Synopsis of Rule of Law. The distinction between aiders and abettors and principals in cases such as this is semantic and thus allows for a conviction for aiding and abetting even when the principal is found not guilty.
Issue. Whether the Defendant’s conviction could stand when the principal was acquitted.
The distinction between aiders and abettors and principals in cases such as this is to a great extent semantic. In this case, there is no difference between the elements of the crime charged and the crime proven.
There was no prejudicial error in the variance between the charge of a aiding and abetting and the actual crime of being the principal.
Dissent. The Dissent focused on the argument that the Fifth Amendment of the United States Constitution (Constitution) requires that the grand jury indictment be the same indictment that goes before the jury.

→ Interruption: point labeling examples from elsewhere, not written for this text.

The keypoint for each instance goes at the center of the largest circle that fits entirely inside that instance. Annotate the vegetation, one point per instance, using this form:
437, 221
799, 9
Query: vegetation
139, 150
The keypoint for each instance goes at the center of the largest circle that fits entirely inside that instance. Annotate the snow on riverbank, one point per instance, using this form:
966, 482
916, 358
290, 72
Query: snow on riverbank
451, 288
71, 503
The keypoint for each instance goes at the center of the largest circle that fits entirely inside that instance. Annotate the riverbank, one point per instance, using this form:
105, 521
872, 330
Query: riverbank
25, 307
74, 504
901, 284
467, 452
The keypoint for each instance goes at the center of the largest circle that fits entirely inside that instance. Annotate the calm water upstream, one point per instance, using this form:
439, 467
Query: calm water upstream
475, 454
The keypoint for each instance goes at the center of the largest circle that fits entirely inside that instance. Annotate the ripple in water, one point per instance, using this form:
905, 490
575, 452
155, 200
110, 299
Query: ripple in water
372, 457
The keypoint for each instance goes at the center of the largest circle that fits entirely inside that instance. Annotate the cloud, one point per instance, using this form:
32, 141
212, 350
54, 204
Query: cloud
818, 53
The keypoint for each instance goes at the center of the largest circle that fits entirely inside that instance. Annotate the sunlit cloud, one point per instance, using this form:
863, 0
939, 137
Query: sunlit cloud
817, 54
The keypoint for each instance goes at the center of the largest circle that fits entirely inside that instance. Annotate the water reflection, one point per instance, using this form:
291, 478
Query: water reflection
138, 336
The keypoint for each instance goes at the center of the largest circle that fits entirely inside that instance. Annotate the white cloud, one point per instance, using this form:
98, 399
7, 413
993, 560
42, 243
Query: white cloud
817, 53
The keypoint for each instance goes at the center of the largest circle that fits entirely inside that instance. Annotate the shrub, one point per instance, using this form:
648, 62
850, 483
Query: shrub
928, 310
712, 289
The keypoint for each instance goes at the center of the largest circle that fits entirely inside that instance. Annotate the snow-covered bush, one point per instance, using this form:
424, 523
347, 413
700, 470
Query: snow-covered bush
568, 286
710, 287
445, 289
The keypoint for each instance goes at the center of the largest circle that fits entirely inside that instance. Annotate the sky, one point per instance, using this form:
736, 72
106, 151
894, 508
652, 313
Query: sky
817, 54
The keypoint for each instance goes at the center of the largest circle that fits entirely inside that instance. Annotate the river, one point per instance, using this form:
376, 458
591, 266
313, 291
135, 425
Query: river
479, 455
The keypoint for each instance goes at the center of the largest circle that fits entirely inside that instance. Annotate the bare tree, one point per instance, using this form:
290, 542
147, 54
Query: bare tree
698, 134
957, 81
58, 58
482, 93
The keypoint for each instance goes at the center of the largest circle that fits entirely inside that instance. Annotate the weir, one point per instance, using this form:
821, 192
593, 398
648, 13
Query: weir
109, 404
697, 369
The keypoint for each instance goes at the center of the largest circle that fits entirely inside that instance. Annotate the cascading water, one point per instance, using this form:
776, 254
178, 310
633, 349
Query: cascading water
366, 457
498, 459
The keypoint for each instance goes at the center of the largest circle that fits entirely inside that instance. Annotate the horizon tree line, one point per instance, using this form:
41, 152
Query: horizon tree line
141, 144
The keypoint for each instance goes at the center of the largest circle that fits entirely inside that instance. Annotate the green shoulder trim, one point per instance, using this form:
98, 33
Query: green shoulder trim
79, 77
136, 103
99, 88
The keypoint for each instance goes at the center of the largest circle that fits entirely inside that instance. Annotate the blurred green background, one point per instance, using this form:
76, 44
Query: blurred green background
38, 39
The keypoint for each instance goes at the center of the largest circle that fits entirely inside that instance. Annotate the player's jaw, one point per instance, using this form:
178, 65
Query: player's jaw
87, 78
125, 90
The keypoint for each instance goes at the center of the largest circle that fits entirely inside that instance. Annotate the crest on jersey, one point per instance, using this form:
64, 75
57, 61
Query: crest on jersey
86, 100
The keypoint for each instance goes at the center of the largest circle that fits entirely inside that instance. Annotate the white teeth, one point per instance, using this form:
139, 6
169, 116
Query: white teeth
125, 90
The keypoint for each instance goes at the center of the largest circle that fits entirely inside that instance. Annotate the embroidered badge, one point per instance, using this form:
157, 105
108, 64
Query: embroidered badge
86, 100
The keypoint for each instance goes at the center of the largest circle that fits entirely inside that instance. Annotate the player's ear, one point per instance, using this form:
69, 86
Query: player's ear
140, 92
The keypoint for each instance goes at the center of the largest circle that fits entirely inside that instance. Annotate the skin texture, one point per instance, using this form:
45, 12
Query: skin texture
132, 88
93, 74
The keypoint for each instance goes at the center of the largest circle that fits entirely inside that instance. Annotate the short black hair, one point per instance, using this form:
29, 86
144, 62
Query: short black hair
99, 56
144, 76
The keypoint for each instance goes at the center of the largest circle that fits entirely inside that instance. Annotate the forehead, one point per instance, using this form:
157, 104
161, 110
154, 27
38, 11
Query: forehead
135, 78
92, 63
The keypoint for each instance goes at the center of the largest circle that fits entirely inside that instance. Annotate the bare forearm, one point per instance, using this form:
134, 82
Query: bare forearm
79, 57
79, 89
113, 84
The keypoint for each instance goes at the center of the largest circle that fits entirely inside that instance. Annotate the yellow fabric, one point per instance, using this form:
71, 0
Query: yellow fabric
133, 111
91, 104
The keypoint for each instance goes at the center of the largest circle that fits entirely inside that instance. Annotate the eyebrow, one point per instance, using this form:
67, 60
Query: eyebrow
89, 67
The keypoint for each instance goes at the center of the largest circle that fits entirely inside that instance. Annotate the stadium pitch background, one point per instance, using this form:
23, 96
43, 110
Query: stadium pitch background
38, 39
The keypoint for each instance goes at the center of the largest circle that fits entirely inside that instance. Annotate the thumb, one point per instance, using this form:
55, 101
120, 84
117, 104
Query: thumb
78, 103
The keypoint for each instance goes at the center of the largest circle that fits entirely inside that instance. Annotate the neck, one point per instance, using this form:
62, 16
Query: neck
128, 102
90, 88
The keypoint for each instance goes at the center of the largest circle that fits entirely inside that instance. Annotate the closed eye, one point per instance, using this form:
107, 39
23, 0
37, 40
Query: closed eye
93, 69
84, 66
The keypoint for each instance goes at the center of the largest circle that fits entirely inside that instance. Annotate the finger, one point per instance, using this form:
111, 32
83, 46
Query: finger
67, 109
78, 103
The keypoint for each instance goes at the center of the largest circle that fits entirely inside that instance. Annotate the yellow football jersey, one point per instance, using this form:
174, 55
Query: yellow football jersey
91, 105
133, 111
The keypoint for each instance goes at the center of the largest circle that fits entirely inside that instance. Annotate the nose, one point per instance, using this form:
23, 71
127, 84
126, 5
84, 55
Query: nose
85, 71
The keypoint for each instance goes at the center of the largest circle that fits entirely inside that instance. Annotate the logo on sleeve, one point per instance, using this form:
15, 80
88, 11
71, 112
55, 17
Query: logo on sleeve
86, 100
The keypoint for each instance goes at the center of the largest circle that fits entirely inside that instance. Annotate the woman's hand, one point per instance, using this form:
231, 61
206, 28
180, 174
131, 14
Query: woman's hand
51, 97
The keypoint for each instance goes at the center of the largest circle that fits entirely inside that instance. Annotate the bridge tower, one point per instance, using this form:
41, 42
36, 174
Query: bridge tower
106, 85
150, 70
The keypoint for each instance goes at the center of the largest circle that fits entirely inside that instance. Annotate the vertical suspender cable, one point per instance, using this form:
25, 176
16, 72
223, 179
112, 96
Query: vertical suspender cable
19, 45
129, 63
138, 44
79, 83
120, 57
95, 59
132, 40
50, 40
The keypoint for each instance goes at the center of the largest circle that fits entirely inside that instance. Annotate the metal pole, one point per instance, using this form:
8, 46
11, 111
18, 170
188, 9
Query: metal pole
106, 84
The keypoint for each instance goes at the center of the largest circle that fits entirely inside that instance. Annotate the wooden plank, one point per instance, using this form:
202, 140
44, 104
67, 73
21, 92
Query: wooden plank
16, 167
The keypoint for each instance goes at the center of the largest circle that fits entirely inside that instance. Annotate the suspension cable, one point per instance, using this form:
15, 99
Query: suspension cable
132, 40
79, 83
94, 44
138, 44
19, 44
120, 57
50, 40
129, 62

In addition, the Dissent stated that now, the Defendant has lost the opportunity to testify and that the conviction would rest on a charge that the grand jury did not consider.
Discussion. The court found that the Defendant was essentially the principal even though he was indicted as an aider/abettor. Although Echols physically presented the false papers to steal the alcohol, the Defendant engineered the scheme. In addition, the elements of both crimes are the same and thus this variance in the charge allows for the Defendant’s conviction.